Stories
Slash Boxes
Comments

SoylentNews is people

posted by martyb on Thursday September 12 2019, @07:22PM   Printer-friendly
from the it-depends dept.

Web developer Ukiah Smith wrote a blog post about which compression format to use when archiving. Obviously the algorithm must be lossless but beyond that he sets some criteria and then evaluates how some of the more common methods line up.

After some brainstorming I have arrived with a set of criteria that I believe will help ensure my data is safe while using compression.

  • The compression tool must be opensource.
  • The compression format must be open.
  • The tool must be popular enough to be supported by the community.
  • Ideally there would be multiple implementations.
  • The format must be resilient to data loss.

Some formats I am looking at are zip, 7zip, rar, xz, bzip2, tar.

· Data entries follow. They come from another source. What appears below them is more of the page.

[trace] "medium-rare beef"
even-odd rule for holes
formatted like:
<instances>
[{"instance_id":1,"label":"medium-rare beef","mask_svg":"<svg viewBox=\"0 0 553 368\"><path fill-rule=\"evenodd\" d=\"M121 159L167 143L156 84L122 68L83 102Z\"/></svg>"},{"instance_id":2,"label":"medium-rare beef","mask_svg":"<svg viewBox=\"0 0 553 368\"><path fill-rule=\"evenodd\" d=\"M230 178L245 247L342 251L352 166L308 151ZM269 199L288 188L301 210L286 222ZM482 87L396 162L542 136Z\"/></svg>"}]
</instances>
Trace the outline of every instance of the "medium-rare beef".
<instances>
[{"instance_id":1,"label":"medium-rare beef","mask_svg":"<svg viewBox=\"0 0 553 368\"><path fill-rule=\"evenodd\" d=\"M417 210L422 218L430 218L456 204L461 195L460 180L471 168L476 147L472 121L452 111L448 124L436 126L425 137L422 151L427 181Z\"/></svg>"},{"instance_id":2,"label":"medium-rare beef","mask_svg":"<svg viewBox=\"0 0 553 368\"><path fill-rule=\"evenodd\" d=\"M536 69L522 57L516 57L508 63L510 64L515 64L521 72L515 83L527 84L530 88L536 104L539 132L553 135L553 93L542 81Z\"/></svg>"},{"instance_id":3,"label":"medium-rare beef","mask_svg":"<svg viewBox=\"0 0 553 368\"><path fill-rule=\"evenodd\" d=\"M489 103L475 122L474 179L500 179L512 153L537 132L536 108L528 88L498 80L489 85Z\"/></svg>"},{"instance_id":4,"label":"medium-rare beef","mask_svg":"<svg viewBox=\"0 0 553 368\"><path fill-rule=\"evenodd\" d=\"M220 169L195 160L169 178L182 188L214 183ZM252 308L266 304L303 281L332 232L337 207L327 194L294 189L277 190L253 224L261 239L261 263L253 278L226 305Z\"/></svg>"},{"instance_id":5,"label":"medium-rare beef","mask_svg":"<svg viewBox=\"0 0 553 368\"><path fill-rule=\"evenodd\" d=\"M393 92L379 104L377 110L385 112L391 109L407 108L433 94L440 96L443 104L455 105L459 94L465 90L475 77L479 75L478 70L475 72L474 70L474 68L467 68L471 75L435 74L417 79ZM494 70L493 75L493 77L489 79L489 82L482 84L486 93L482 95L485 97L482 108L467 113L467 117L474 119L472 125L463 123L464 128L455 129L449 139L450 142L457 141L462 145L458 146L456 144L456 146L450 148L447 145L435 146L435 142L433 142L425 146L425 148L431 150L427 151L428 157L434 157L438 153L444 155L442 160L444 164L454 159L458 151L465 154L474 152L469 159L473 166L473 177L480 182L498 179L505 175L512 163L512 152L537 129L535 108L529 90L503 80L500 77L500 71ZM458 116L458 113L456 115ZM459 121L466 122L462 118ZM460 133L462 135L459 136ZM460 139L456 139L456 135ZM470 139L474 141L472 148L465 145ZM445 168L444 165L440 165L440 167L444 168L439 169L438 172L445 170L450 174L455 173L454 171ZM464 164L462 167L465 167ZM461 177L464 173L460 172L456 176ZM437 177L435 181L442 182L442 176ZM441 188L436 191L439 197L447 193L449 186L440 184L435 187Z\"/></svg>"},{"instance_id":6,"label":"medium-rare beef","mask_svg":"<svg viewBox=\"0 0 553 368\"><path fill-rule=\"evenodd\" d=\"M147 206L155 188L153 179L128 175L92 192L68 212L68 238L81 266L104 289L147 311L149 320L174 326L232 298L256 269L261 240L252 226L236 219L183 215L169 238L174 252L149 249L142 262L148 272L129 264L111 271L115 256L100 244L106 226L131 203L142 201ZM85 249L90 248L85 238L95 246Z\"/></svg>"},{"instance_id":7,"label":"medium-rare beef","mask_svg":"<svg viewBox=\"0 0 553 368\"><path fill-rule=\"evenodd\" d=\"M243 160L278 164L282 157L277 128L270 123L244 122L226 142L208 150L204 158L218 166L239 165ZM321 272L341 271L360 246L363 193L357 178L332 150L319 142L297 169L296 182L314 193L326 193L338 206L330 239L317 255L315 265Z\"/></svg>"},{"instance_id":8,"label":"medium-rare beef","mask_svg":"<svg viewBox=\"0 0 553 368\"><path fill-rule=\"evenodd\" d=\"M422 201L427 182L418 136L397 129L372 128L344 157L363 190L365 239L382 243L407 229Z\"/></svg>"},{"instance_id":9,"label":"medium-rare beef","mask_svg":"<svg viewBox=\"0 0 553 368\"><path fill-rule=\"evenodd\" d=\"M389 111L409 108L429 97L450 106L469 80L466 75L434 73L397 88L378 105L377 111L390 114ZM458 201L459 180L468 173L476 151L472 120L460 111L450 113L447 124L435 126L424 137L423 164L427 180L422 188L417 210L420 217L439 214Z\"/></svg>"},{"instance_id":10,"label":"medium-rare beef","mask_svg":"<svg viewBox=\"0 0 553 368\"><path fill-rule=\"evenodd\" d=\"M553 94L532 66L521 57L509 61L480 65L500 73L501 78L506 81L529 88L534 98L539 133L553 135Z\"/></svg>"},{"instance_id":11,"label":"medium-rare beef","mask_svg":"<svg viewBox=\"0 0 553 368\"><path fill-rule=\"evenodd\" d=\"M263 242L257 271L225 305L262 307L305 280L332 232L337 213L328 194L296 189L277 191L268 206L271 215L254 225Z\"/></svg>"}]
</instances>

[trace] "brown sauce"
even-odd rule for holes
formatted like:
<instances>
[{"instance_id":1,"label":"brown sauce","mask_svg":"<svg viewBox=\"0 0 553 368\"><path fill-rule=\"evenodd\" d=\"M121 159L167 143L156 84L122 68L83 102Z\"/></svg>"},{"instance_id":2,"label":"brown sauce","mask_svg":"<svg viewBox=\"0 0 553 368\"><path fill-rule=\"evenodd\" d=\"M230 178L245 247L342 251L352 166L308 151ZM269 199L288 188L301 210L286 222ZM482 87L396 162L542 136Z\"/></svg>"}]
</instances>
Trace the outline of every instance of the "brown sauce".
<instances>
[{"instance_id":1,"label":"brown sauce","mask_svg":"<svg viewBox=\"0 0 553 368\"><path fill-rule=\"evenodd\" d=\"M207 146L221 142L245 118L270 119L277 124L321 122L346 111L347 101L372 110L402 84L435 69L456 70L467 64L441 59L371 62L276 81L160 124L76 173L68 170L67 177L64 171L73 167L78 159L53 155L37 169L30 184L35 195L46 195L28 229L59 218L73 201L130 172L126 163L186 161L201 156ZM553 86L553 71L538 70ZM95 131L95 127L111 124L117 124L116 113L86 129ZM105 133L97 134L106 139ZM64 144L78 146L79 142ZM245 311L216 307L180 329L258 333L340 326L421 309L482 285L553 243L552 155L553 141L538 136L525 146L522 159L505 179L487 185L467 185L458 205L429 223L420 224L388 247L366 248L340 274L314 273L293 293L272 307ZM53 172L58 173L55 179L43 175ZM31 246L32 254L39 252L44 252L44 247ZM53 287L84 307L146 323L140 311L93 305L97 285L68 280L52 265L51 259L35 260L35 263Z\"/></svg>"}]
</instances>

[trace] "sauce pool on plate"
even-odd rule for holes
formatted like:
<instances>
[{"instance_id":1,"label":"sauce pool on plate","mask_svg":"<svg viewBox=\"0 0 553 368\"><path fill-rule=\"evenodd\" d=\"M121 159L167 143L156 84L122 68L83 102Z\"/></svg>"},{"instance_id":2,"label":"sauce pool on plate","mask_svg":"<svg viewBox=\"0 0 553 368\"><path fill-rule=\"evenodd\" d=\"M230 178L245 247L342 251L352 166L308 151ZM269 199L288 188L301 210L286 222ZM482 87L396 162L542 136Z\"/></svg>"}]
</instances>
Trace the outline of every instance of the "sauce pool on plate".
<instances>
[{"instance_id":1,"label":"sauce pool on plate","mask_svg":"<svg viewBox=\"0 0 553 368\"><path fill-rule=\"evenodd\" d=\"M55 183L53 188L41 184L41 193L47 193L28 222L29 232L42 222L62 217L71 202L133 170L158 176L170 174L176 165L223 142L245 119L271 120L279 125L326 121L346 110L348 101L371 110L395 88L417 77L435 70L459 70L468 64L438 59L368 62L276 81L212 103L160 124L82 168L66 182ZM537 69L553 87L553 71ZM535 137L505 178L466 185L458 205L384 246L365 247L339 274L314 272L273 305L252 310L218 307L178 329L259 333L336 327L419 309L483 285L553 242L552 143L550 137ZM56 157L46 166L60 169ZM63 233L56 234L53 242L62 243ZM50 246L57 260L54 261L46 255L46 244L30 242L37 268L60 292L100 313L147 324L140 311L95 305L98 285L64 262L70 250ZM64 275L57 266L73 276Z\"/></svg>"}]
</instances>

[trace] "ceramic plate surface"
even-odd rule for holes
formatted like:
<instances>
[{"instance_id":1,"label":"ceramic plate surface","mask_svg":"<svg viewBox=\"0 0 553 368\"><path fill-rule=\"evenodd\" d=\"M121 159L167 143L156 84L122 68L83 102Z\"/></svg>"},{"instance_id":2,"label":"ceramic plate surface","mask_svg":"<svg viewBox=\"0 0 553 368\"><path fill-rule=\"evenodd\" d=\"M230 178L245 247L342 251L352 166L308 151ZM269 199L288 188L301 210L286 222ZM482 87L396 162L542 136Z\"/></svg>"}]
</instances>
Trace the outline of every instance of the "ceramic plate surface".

He closes by mentioning error correction. That has become more important than most acknowledge due to the large size of data files, the density of storage, and the propensity for bits to flip.


Original Submission

 
This discussion has been archived. No new comments can be posted.
Display Options Threshold/Breakthrough Mark All as Read Mark All as Unread
The Fine Print: The following comments are owned by whoever posted them. We are not responsible for them in any way.
  • (Score: 0) by Anonymous Coward on Friday September 13 2019, @03:19AM

    by Anonymous Coward on Friday September 13 2019, @03:19AM (#893506)

    This is basically what I use.

    Maximally xz-compressed squashFS image burnt to 25GB blu-ray (for capacity vs cost). Consider the sector-size of blu-ray (2048) and suppose how many blocks might be lost on a disc (runs of 5000? totals of 150 000 blocks?) Choose the par2 parameters accordingly, and create it across the squashfs image that you're going to write. When burning the CD, pass the burning program the squashfs image instead of an ISO file. (When mounting, mount -t squashfs /dev/sr0 /mnt/cdrom ..)

    Write the par information along with the next backup volume that you create (or next medium destined for another site). There are upper bounds to the number of blocks, so in the end block size becomes a couple of megabytes or you get a lower total of possible recovery data (I believe it's limited to ~63000 blocks, of the above-desired 150 000 blocks -- so larger blocks, which means if you have more disparate areal damage (rotted CD), then you may be unable to recover). This isn't a parity limitation, but a par2 design choice. (When you use a large number of blocks, it takes a __LOT__ of computational time.)

    I choose maximally-compressed XZ image because this is archival -- recurring storage cost always outweighs the initial compression time/cost, or you're not talking _archival_. (Someone mentioned not compressing: if you want _larger_ data for whatever sort of parity you have in mind, then just create more parity data.) I use squashfs instead of isofs bec. it natively allows compression. I think there was more to it, but can't recall what.

    I say create the par2 data across the ISO/squashfs image because if you can read anything, you can read sector data. If you're trying to do something filesystem-based (even cdrom filesystem), the majority of your data could be unusable because of a broken metadata block. If you can read the sectors, you have the best chance of recovery. DO NOT run par2 across a filesystem worth of data, because with subdirectories, the par2 data is generated assuming that all files, as-named, are in the current directory. If you have directories with different files with the same name, you've broken your parity blocks.